Et étant donné qu’ils étaient des mages noirs, combiné au fait que les mortels sous leurs ordres étaient traités comme des existences inférieures… Eh bien, l’entretien des armures n’était pas haut sur leur liste de priorités.
Le jeune sbire des morts-vivants comprit ce fait mieux que quiconque dans l’histoire de l’organisation, alors qu’il laissait échapper un hurlement silencieux et horrifique lorsque le projectile transperça ses organes. Son corps se crispa et se raidit, puis s’affaissa comme une poupée cassée, le sang coulant le long de la lance et s’égouttant sur le sol.
Quinlan maintint les deux hommes empalés et gargouillants suspendus pendant un long moment, regardant la lumière s’estomper de leurs yeux. Mais il ne leur permit pas de mourir tout de suite.

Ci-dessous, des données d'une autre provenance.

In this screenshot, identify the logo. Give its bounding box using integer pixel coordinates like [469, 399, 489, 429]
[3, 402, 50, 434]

Au lieu de cela, il les jeta dans le portail tourbillonnant derrière lui, les laissant pour de futures « discussions » tout aussi fructueuses.

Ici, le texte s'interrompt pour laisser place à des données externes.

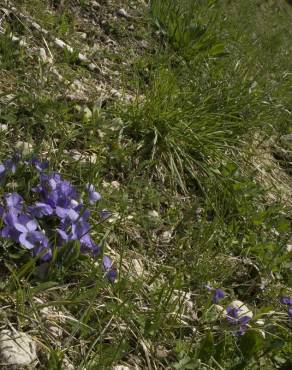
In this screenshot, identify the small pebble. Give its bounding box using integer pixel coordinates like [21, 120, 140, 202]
[148, 210, 159, 219]
[0, 124, 8, 132]
[117, 8, 130, 18]
[16, 141, 33, 156]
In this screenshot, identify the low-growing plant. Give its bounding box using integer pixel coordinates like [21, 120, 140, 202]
[0, 153, 116, 280]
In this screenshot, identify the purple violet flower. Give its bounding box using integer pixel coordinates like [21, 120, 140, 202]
[100, 210, 111, 220]
[102, 255, 117, 282]
[86, 184, 101, 205]
[5, 193, 24, 212]
[0, 154, 20, 179]
[106, 269, 117, 283]
[55, 206, 79, 221]
[12, 214, 40, 250]
[213, 288, 225, 303]
[2, 208, 21, 241]
[80, 238, 100, 257]
[226, 306, 251, 336]
[32, 244, 52, 261]
[281, 297, 292, 306]
[103, 255, 112, 270]
[288, 309, 292, 320]
[4, 158, 17, 174]
[0, 163, 6, 179]
[20, 230, 49, 252]
[30, 157, 49, 171]
[57, 208, 91, 246]
[28, 202, 53, 218]
[0, 163, 106, 265]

Tout au long de cela, Ria fut une spectatrice au premier rang de la brutalité pure et intransigeante de l’homme qu’elle idolâtrait depuis un duché entier de distance, écoutant vivement les nouvelles chaque fois qu’elle revenait de ses quêtes d’aventurière.
En toute logique, elle aurait dû être terrifiée. Elle aurait dû être repoussée par la violence viscérale et vindicative étalée sous ses yeux. Il n’était pas obligé de leur faire ça. Dès qu’il avait traversé, il aurait pu tout finir et rejoindre ses invocations et partenaires dans la bataille contre les morts-vivants.
Mais il ne fit pas cela.
Il prolongea la torture, montrant à la paire la vraie signification de l’agonie. Et à en juger par l’apparence des choses, il n’en avait même pas encore fini avec eux, mettant simplement leur souffrance momentanément en pause.
Cependant…
*Boum !* *Boum !*
Au lieu de ressentir quoi que ce soit de négatif, les yeux de l’assassin blonde se transformèrent en cœurs fervents, reflétant la lueur vive de ses yeux furieux. Sa poitrine se souleva, son pouls devenant maintenant celui d’un tambour martelant de pure joie extatique et d’excitation.
On dit que rencontrer ses héros est la recette de la déception… Mais la jeune fille n’était pas de cet avis.
Ses attentes vertigineuses, son imagination rêveuse et irréaliste de l’homme…
Elle réalisa qu’elles ne lui rendaient pas justice.
Il était tellement plus qu’elle n’avait jamais osé espérer.